Study quality was assessed by using the Jadad 7-item scale that included the randomization, double-blinding and withdrawals; the score was reported between 0 and 5.
Data Extraction
Data extraction was conducted independently by RI and AA according to the preferred reporting items for systematic review and meta-analysis statement, and any type of discrepancies was resolved by consensus. Data extracted for each trial were: first author's name, years of publication, trial phase, the number of patients evaluable, the number of patients with PS-2, the number of arms, randomization rate, drugs used in the experimental and in the control arm, dosage, median age, percentage of bone metastases, median follow-up, median treatment duration, median progression-free survival and median OS with the relative HR and 95% CI, in overall, PS-0/1 and PS-2 population.
Statistical Method
For the calculation of the incidence of patients with PS=0–1 and PS=2, the number of patients in each group and the total number of patients enrolled in the study were extracted from the baseline characteristic of patients of the selected trials.
The HRs and the relative 95% CI for OS in the entire cohort, PS=0–1 and in PS=2 patients were extracted from each study. To calculate the 95% CIs, the variance of a log-transformed study-specific HR was derived using the delta method. Statistical heterogeneity between trials included in the meta-analysis was assessed using Cochrane's Q statistic, and inconsistency was quantified with I statistic (100% × ([Q−df)/Q]). The assumption of homogeneity was considered invalid for P-values less than 0.1. Summary HR was calculated using random- or fixed-effects models depending on the heterogeneity of included studies. When substantial heterogeneity was not observed, the pooled estimate calculated based on the fixed-effects model was reported using the inverse variance method.
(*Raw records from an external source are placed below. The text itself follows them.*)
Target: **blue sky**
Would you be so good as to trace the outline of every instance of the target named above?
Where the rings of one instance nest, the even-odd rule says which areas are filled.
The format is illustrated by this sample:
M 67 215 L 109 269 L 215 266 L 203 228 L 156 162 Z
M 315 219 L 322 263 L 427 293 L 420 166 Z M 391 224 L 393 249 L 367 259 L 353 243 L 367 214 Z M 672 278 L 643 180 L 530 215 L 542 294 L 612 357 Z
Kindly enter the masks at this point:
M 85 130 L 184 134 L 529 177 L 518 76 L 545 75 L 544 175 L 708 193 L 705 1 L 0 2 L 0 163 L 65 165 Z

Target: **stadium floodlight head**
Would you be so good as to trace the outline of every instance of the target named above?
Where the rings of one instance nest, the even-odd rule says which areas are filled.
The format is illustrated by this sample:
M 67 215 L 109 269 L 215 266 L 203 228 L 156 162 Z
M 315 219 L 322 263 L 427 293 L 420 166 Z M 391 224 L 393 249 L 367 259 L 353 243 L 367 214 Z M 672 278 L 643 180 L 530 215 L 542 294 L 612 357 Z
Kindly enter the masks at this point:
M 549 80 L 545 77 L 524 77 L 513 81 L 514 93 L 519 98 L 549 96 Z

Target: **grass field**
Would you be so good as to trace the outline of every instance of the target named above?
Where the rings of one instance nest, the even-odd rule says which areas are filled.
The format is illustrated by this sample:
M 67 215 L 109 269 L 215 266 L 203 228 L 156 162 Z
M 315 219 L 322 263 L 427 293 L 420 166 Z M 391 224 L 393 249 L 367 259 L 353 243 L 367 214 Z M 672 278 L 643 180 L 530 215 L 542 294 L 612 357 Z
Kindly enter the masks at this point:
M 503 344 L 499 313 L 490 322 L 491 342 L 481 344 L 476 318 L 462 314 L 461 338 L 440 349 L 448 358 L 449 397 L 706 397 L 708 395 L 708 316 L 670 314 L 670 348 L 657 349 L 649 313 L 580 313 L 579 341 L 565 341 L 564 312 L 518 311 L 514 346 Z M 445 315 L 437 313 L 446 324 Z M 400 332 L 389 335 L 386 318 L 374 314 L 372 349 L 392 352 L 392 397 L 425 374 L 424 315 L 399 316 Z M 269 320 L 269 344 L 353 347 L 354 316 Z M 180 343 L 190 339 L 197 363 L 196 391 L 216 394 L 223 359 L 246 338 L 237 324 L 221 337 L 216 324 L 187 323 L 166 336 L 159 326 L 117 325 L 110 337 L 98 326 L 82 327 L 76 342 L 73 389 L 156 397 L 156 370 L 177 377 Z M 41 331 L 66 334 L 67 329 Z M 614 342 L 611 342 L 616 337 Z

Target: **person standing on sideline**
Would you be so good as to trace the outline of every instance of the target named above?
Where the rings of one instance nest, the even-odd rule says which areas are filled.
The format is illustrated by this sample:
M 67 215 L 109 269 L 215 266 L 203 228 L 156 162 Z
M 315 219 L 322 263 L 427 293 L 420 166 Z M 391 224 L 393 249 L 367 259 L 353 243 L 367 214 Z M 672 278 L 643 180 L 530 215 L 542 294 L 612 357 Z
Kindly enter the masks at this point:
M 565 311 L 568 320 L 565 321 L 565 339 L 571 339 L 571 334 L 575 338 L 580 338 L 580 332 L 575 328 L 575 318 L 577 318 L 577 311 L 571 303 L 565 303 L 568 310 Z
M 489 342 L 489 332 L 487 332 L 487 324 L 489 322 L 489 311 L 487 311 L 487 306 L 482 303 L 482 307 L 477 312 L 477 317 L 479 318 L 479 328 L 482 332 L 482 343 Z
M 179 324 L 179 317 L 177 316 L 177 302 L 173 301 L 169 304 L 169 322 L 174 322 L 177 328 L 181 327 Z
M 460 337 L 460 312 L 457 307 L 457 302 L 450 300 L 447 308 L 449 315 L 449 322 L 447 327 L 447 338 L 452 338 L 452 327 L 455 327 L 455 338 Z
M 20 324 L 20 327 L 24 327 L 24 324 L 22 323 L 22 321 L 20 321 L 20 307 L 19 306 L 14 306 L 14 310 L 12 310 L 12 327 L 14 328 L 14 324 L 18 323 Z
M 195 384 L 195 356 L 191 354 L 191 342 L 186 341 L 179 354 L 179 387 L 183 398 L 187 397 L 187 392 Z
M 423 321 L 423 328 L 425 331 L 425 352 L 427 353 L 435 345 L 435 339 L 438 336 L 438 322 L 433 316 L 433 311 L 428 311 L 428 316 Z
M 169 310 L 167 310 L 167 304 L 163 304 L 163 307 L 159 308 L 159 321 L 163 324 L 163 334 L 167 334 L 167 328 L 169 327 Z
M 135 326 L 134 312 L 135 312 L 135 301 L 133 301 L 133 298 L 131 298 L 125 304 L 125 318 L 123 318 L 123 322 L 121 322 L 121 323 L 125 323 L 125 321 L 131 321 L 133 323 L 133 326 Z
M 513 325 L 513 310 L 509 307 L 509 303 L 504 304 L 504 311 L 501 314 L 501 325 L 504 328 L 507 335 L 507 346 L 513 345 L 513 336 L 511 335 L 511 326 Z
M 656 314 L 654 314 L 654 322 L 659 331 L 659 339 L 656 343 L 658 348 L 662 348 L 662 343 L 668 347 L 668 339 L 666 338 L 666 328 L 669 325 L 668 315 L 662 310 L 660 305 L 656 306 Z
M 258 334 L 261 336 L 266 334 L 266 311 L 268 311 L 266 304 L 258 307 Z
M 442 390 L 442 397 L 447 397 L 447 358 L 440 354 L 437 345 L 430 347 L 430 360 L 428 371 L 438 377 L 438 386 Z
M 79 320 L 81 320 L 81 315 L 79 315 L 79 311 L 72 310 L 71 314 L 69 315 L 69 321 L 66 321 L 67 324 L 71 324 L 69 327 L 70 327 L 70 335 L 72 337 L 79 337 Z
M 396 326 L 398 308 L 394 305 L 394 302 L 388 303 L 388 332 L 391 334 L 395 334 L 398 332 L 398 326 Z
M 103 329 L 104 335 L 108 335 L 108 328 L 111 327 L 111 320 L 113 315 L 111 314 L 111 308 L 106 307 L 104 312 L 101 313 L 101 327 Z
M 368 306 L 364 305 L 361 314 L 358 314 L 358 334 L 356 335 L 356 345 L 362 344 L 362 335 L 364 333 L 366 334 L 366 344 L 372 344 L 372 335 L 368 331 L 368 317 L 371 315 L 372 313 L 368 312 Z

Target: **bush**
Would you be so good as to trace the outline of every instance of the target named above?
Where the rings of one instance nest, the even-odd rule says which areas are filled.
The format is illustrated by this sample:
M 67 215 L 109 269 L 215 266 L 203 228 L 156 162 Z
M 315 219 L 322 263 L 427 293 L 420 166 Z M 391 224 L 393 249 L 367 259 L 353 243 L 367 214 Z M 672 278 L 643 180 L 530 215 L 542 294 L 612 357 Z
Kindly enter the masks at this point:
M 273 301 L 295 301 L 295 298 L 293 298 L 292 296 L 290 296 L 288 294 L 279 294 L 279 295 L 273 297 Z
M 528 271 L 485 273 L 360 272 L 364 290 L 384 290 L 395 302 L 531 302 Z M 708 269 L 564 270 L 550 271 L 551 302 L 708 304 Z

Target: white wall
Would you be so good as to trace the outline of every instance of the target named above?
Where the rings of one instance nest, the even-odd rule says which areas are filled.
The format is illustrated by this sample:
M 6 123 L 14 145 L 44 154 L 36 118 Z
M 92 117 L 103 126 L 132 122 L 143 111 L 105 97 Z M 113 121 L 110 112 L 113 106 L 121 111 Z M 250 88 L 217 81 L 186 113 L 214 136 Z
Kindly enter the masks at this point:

When substantial heterogeneity was observed, the pooled estimate calculated based on the random-effects model was reported using the Der Simonian et al. method, which considers both within- and between-study variations. Publication bias was evaluated using to funnel plots (plots of study results against precision) and with the Begg et al. and Egger et al. tests. A two-tailed p-value of less than 0.05 was considered statistically significant. All data were collected using Microsoft Office Excel 2007; statistical analyses were performed using PASW statistic software (version 18) and RevMan software for meta-analysis (v. 5.2.3).